The Steele dossier may be useless to answer #1 or #2. Why? Because "opposition research" by political campaigns is legal. They do it all the time. Then, if it was handed to the FBI, that is legal. It immediately turns that dossier into unverified raw intelligence from a paid informant. That is also legal. Then, it would be legal for honest law enforcement to add it to other intel items, in an application for a warrant to investigate further, to see if there is a real criminal case.

So the Steele dossier does NOT answer the question, one way or the other, about whether the FBI was really being honest or dishonest.

Now, maybe the Nunes memo sheds light on this. Or maybe the Nunes memo is cherry-picked misdirection, coming at the behest of the White House.

Zerohedge makes it sound like Adam Schiff said that the Nunes memo is a proper reason to fire Mueller and Rosenstein. But it is clear from Schiff's comments on camera that he thinks that the Nunes memo is a fake ruse to get Rosenstein fired -- in order to get Rosenstein out the way so Trump can fire Mueller. So Zerohedge is giving the wrong interpretation.


I am of the opinion that your take on presidential firing authority is correct and that, keeping it in mind, one way Trump could avoid being caught in a "perjury trap" would be to answer any and all questions on the firing of Comey with that answer. Period.

Let them try to take it to the federal courts or the court of public opinion. I would put my faith in Trump's sales ability on winning that latter battle.



Well worth listening to Sen. Rand Paul interview with Stephen Colbert on surveillance.



"Then, it would be legal for honest law enforcement to add it to other intel items, in an application for a warrant to investigate further, to see if there is a real criminal case. So the Steele dossier does NOT answer the question, one way or the other, about whether the FBI was really being honest or dishonest."
--- Unlike your interpretation, Zerohedge interpretation relies on the known facts and documents, such as a transcript of two famous lovers' conversations, in which they admit that the FBI does not have any substantial evidence to pester Trump with surveillance.
Trump does not need to make any political contraption to fire Mueller. As for Rosenstein, it was his partisanship that put him in a hot spot.
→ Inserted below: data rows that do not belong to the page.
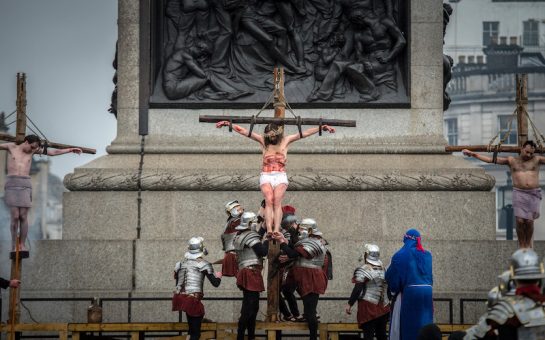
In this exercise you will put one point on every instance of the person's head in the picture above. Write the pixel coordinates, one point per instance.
(308, 227)
(233, 208)
(273, 134)
(196, 248)
(430, 332)
(337, 40)
(371, 255)
(528, 149)
(526, 267)
(31, 143)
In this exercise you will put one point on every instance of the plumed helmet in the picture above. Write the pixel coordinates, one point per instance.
(371, 253)
(526, 265)
(195, 248)
(230, 206)
(248, 220)
(287, 220)
(311, 226)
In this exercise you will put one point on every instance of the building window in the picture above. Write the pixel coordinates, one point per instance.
(503, 127)
(451, 131)
(490, 30)
(530, 35)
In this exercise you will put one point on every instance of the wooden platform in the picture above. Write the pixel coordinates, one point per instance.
(218, 330)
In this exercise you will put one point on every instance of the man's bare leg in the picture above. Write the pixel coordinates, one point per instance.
(14, 226)
(268, 194)
(23, 228)
(530, 233)
(279, 192)
(522, 233)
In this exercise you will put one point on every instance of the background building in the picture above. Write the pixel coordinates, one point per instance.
(491, 41)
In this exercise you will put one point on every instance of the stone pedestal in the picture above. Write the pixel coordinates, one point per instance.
(129, 214)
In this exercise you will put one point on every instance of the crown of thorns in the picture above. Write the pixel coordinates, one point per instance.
(277, 132)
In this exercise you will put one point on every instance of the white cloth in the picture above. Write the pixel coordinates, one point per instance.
(274, 178)
(395, 322)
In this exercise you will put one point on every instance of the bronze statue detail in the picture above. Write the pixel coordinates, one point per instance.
(222, 51)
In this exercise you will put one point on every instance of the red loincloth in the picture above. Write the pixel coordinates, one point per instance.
(251, 279)
(189, 304)
(229, 265)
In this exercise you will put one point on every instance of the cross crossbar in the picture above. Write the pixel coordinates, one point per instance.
(285, 121)
(10, 138)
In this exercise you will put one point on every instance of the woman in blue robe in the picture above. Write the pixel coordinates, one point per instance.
(410, 280)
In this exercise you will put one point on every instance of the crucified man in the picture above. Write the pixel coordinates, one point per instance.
(526, 190)
(18, 187)
(273, 180)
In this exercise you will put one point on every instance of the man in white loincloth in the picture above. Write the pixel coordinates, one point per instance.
(18, 187)
(526, 190)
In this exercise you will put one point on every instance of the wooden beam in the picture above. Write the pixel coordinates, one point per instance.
(10, 138)
(522, 103)
(285, 121)
(485, 148)
(20, 129)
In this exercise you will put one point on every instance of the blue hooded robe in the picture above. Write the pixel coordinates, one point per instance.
(410, 279)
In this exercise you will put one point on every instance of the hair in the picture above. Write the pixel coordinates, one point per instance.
(531, 143)
(32, 139)
(275, 129)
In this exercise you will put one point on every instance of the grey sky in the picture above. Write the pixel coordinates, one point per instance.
(66, 48)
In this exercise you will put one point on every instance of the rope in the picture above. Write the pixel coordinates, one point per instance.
(37, 128)
(539, 137)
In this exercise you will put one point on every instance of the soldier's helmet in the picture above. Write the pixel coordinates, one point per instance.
(195, 248)
(230, 208)
(371, 254)
(248, 221)
(526, 265)
(311, 226)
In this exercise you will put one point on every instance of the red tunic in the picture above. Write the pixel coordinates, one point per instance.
(251, 279)
(368, 311)
(229, 266)
(190, 304)
(309, 280)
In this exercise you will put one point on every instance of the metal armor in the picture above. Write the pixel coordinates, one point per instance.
(375, 287)
(227, 241)
(530, 314)
(191, 275)
(314, 248)
(243, 243)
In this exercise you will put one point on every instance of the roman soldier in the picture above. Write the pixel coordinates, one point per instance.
(229, 264)
(189, 275)
(308, 272)
(519, 316)
(250, 252)
(370, 290)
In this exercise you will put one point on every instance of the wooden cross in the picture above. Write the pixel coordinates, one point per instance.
(522, 125)
(17, 256)
(279, 104)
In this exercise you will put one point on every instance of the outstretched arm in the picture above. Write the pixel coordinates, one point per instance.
(486, 159)
(6, 146)
(255, 136)
(56, 152)
(309, 132)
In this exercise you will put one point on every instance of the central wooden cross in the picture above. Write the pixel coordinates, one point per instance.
(279, 104)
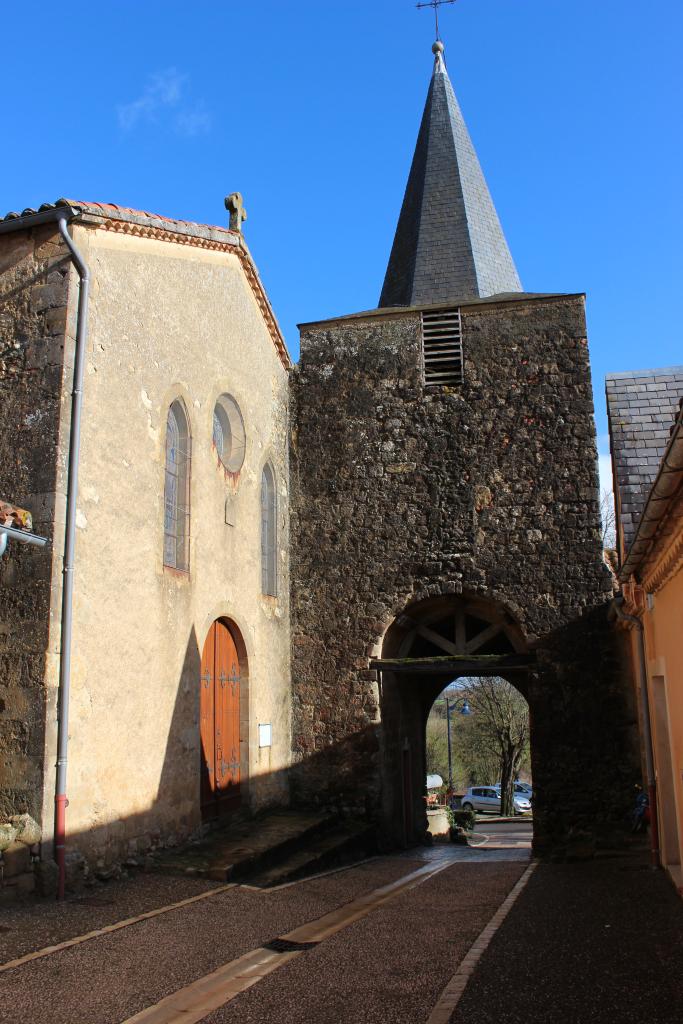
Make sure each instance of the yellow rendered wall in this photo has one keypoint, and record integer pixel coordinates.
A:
(664, 633)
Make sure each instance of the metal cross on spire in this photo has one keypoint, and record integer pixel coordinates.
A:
(435, 4)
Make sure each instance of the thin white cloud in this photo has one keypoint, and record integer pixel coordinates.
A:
(164, 100)
(194, 121)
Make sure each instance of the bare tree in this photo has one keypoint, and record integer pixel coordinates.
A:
(500, 722)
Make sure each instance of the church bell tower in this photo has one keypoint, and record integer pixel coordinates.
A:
(445, 514)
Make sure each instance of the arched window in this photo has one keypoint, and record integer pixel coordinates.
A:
(176, 488)
(268, 532)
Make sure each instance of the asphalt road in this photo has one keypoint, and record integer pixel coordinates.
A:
(380, 941)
Manwhile, why there is a dead silence about these related matters:
Murder of Seth Rich?
Awan affair?
CrowdStrike partisan (rather treasonous) behavior?
The FBI leaks?
Wiener emails?


More on Adam Schiff (a cocky progeny of Yakob Schiff, the main financier of the Bolshevik revolution): https://www.zerohedge.com/news/2018-02-01/schiff-accuses-nunes-secretly-altering-fisa-memo-white-house-review
-- If everything is proper, then why the hysterics?
"In Schiff's letter, it is noted that "material changes" were made to the original four-page memo that members of the House have been able to view since January 18."
Byron York: " The total changes: A) Unknown number of 'grammatical and clarifying' fixes. B) One change requested by FBI due to sources & methods concerns. C) One two-word change requested by Democrats for accuracy."
Nunes: “The FBI is intimately familiar with ‘material omissions’ with respect to their presentations to both Congress and the courts, and they are welcome to make public, to the greatest extent possible, all the information they have on these abuses. Regardless, it’s clear that top officials used unverified information in a court document to fuel a counter-intelligence investigation during an American political campaign. Once the truth gets out, we can begin taking steps to ensure our intelligence agencies and courts are never misused like this again.”

Sid Finster

I am a large tabbycat that has learned to walk on my back feet and type, among other things.

Sid Finster

The Finster's blood runs icy cold.


The DOJ has an obligation to inform the court in the FISA application that some of the justification is based on unverified oppo research paid for by a rival political candidate. They can't pass it on as legitimate evidence since they have not verified it. That is why the Fusion GPS dossier is important. The court needs to be informed about the evidence to adjudicate the application.